The White House recently released a letter sent to President Obama by a group of more than twenty economists, including two Nobel laureates and five former presidents of the American Economic Association, urging that health reform should include four key measures to rein in health care spending and promote fiscal responsibility.

Those principles are as follows:

  • Health reform should be paid for in full, through increased efficiencies, specific spending cuts, or tax increases, so that it does not increase the federal budget deficit;
  • An excise tax should be imposed on high-cost health insurance plans in order to discourage the provision of plans that tend to drive up total health care spending;
  • A commission should identify ways of slowing the growth of Medicare spending in order to deal with long-term imbalances between revenues and outlays that must eventually be addressed; these measures should be designed in ways that do not harm beneficiaries; and
  • Legislation should create incentives to promote efficiency-promoting reforms in the health care delivery system by encouraging coordination of care, supporting research on what services work best, and discouraging errors that lead to needless hospital readmissions.

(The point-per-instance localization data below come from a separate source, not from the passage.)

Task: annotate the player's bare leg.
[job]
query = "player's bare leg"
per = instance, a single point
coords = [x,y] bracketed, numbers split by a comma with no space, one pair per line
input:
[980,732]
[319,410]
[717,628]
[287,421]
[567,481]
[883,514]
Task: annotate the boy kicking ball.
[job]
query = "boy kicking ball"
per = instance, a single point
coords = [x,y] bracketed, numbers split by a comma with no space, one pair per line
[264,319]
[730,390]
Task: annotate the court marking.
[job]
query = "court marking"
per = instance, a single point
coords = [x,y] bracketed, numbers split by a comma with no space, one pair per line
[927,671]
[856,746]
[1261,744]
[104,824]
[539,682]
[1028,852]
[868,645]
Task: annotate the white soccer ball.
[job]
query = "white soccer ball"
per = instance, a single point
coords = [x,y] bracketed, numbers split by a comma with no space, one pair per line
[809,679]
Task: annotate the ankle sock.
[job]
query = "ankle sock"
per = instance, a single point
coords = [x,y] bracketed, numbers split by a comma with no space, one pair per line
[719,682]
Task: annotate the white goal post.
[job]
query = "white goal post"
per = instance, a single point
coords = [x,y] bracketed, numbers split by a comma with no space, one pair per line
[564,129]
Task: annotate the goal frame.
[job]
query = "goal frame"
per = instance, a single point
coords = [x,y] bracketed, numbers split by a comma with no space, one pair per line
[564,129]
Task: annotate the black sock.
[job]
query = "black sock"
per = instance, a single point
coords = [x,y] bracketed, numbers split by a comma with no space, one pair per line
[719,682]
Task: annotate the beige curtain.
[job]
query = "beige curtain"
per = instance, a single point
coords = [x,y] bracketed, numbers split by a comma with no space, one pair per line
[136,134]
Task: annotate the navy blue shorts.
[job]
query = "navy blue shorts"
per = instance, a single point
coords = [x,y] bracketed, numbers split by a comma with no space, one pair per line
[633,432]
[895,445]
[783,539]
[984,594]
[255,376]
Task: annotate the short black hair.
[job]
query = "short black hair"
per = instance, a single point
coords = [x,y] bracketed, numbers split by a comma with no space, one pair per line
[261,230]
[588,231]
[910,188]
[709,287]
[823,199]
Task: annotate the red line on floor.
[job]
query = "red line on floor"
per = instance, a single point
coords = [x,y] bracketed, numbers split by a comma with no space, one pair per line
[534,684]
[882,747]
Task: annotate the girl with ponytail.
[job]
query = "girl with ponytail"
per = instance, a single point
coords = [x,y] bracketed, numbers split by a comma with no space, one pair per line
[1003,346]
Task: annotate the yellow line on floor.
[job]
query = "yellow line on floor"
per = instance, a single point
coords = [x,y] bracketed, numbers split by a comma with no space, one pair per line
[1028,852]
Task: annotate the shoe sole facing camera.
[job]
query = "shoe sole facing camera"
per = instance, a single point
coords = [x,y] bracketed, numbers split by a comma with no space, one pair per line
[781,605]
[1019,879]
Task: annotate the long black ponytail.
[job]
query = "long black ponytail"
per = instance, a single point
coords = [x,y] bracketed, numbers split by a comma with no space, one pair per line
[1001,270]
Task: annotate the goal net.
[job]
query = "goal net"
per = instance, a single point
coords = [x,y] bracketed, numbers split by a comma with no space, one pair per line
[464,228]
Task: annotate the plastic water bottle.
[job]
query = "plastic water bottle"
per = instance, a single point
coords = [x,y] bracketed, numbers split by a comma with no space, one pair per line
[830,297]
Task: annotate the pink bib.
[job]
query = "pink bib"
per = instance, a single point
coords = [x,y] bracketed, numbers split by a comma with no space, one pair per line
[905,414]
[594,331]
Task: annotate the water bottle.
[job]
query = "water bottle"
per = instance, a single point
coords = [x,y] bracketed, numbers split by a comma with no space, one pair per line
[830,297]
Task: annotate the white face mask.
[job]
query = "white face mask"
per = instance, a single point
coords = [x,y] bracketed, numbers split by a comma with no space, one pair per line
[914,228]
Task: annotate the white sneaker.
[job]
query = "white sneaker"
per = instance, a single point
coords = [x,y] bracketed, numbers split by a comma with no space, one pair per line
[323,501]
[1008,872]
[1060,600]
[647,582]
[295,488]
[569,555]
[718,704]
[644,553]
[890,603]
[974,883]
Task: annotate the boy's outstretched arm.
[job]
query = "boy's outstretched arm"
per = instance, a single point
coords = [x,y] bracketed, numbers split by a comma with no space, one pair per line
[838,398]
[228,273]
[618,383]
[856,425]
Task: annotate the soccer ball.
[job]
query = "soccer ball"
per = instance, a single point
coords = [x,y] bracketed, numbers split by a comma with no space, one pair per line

I (along with fellow Brookings economist, Alice Rivlin) joined that group of signatories, in our personal capacities, out of a belief that health system reform is urgently important but must be fiscally responsible and should improve the quality of care. Careful study indicates that well-designed reforms can achieve both objectives. Legislative proposals now being considered in Congress differ. The signers of the letter to the president did not take a stand on which of these proposals is best but rather expressed support for specific measure that any legislation should embody.